In A Free State
Page 22
Small ochre-and-red official buildings were scattered about the winding road. But the gaps between the buildings had not been filled; much of the town was waste-ground, as eroded and full of glare as a riverbed. The buildings were in a type of ltalianate style, with a touch of the South American. Walls went right down to the ground and were mud-splashed; roughly plastered concrete looked like adobe. Crooked telegraph poles, sagging wires, the broken edges of the asphalt road, scuffed grass sidewalks, dust, scattered rubbish, African bicycles, broken-down lorries and motor cars outside the bus-station shed: the town had failed to grow, but it still worked.
Africans sat and squatted in a dusty park where eucalyptus had grown tall. There was a market with a little clock-tower. One stall was entirely hung with clothes for Africans, each garment on a hanger, the hangers staggered down and across, so that the stall appeared to be hung with a fluttering rag carpet. Below the clock on the tower there was, in raised concrete letters, red on ochre: MARKET 1951.
Then the town was past and the road was empty again. The road was so empty and the air so clear, the land so flat and stripped, that miles before they reached it they could see the embankment of the main highway to the Collectorate. And that too was empty. Black, wide and straight: the car stopped rattling. The tyres hissed again: the sound of smooth, swift motion. Air rushed through the half-open windows.
'Did you feel that?' Bobby was excited. 'You can get some dangerous crosswinds here.' They blow you off the road if you aren't careful.'
The sun struck through the very top of the windscreen. Every deep scratch made the day before at the filling station was clear. On the gleaming bonnet minute scratches made circular patterns.
Linda said, 'I knew it.'
Beyond the white gleam of the bonnet, through the distortions of heatwaves, in the distance, black asphalt dissolving into light: a confusion of vehicles on one side of the road, an accident.

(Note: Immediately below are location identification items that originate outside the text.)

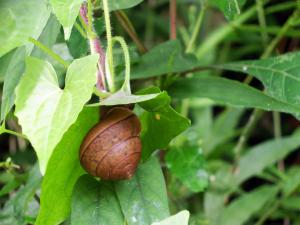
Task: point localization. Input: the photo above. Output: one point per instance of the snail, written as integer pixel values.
(112, 149)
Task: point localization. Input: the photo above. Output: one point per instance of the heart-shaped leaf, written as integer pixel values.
(46, 111)
(141, 200)
(63, 170)
(160, 122)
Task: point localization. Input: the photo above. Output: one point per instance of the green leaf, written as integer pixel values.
(165, 58)
(66, 12)
(14, 71)
(18, 26)
(228, 119)
(48, 37)
(77, 45)
(26, 193)
(121, 4)
(280, 75)
(123, 98)
(10, 186)
(188, 165)
(95, 202)
(292, 203)
(140, 200)
(239, 211)
(143, 199)
(63, 170)
(292, 182)
(230, 8)
(45, 111)
(228, 92)
(160, 123)
(181, 218)
(264, 155)
(16, 208)
(15, 65)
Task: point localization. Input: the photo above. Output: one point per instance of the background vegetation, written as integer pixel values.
(223, 126)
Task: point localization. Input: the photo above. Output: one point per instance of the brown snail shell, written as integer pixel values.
(112, 149)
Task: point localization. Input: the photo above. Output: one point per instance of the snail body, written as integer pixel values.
(112, 149)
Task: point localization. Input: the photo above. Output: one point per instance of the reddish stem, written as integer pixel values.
(96, 47)
(173, 34)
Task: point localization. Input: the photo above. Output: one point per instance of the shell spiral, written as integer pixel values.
(112, 149)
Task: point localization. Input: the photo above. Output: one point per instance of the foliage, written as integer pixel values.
(218, 106)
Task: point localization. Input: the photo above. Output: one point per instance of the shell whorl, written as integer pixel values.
(112, 149)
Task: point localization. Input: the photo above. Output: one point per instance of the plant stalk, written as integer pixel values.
(173, 19)
(95, 44)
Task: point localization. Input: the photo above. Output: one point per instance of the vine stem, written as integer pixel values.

Linda said, 'I thought it was too good to be true. It always happens when the road is as empty as this.'
Approaching slowly, they saw a grey-and-magenta Volkswagen minibus parked level on the road; a blue Peugeot saloon parked on the verge; and, tilted to one side, half in the ditch, a shattered dark-green Peugeot estate-car, by· its number-plate one of those used by Africans as long-distance taxis. There were other vehicles beyond this, but this was the only wreck: so new, in· destruction so fragile and murderous.
As Bobby slowed down, an African in dark trousers and a white shirt came out from behind the minibus. Bobby stopped. 'Can we do anything to help?'
The African, squinting at the windscreen dazzle, looked uncertainly at Bobby and Linda and didn't reply.
Bobby edged forward past the fearful wreck. He saw a white Volkswagen; he stopped again. Like a hundred white Volkswagens; like the Volkswagen of yesterday; but the man who came around from behind it was not white and short, but black, tall, solidly made. Not the blackness or the stature of Africa: there was about his hard features and warm complexion something that suggested other bloods, another continent, another language.
Linda, looking at the wreck for blood, a body, shoes, a blanket, responded at once to the authority of this man. She leaned out into the sun and called to him, 'What's happened?'
He smiled at Linda and came close to the car.
'A fatal accident,' he said. 'Drive carefully.'
He was not of the country. He spoke with the unmistakable accent of the American Negro.
The smile and the accent, and the unexpected compassion of the advice, gave his words authority. Bobby felt the little thrill of human fellowship. It was something more than the sentimentality that overcame him whenever, innocent himself,· and white, he met African officials or policemen doing a difficult duty. He was anxious to show that he obeyed, was responsive. He drove off carefully over the wavering black. skid-marks that started and ended so abruptly on the black road. The sun was coming through the top of the scratched windscreen: he was aware of dazzle as a danger: he pulled down the visor.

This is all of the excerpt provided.